Despite my misgivings, I was never embarrassed by my deafness, seeing it as a part of me, but Cece Bell clearly felt otherwise, going so far as to hide her hearing aid underneath her clothes, the only proof of her disability being visible via the wires attached to her ears.

Inside and outside of school, Cece Bell has trouble with fitting in by being unable to enjoy the same radio and TV programs as everybody else.  Since this obviously takes place before close captioning became more widespread, I can only imagine the amount of frustration she had to overcome.  To this day, I STILL can't watch several shows I'm potentially interested in simply because there aren't any available subtitles, either legal or illegal.  While she had to gleam what was going on from second-hand sources from her brothers and sister, she greatly enjoyed the silent cartoons of Tom & Jerry, with their slapstick antics.  Likewise, I enjoyed the cartoons of the Pink Panther and the Coyote & Road Runner.

I was also surprised to learn that Cece Bell didn't know how to read at an early age, since I was able to do so thanks to being constant surrounded by storytelling of beginner's children's books.  As I mentioned before, I learned how to communicate by learning how to read, THEN talk, which I understand is backwards from other people, who learn language by listening, then reading.  I suppose her being able to hear in her early childhood might've been a mitigating factor.  Even so, I would've liked to learn how she managed to overcome the hurdle of reading.  The only hint we get is of a single Batman comic, which is used as an apt metaphor.
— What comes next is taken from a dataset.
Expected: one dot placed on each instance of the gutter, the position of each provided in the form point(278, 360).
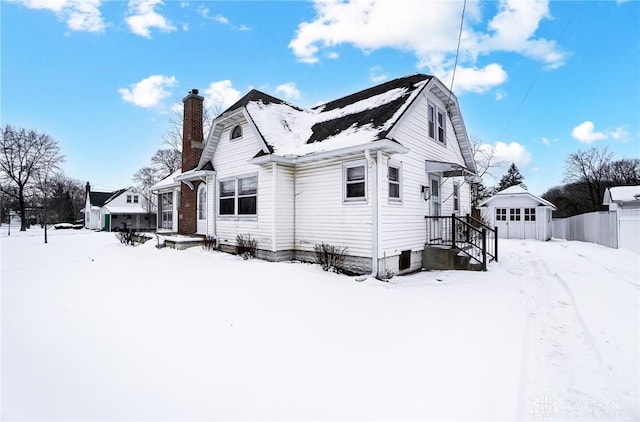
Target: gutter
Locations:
point(374, 210)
In addition, because of her reluctance to interact with the outside world, she had an extremely small circle of friends, starting with a domineering friend who wanted to control her, which brought back ugly stories I'd heard about my sister's experience in High School.  The next friend she made was friendlier, but tended to aggravate Cece Bell by over-exaggerating her speech patterns.  She could understand her clearly, but felt like she was being condescended to, even though she could comprehend her speech at a faster pace.  Trying to find and keep friends who are easy to get along with is an uphill battle.  It's not like you can just easily switch out to another friend who's easy to understand.  To quote a metaphor I often use, trying to get someone with social phobia to interact with a party is like trying to introduce an illiterate to a library - they're going to be intimidated by the amount of material.

The only parts I didn't personally like were Cece Bell's imaging herself as a S-hero, imagining herself saying and doing things she'd wished she said, overdramatizing her dilemmas and the schoolgirl crush over a cute boy that's basically a self-contained one-sided Soap Opera drama.  Fortunately, the latter didn't quite protrude over the latter half

Of course, these are purely my personal opinion.  These factors may not bother other readers, and shouldn't be considered a deterrent for what's essentially a window into a world of deafness that no longer exists, but which struggles remain relevant to this day.

"Hearing is the deepest, most humanizing philosophical sense man possesses... the sound of the voice that brings us language, sets thought astir and helps us in the intellectual company of man."
- Helen Keller

or, as otherwise heard by a deaf person,

"He****** ** **e *eepe*t, ***t hu******** **l*****c* *e**e *** p***e**e*... **e **u** ** **e ***ce t**t ****** u* l***u**e, *et* ***u*ht **t** *** help* u* ** **e **tellectu*l c**p**y ** ***."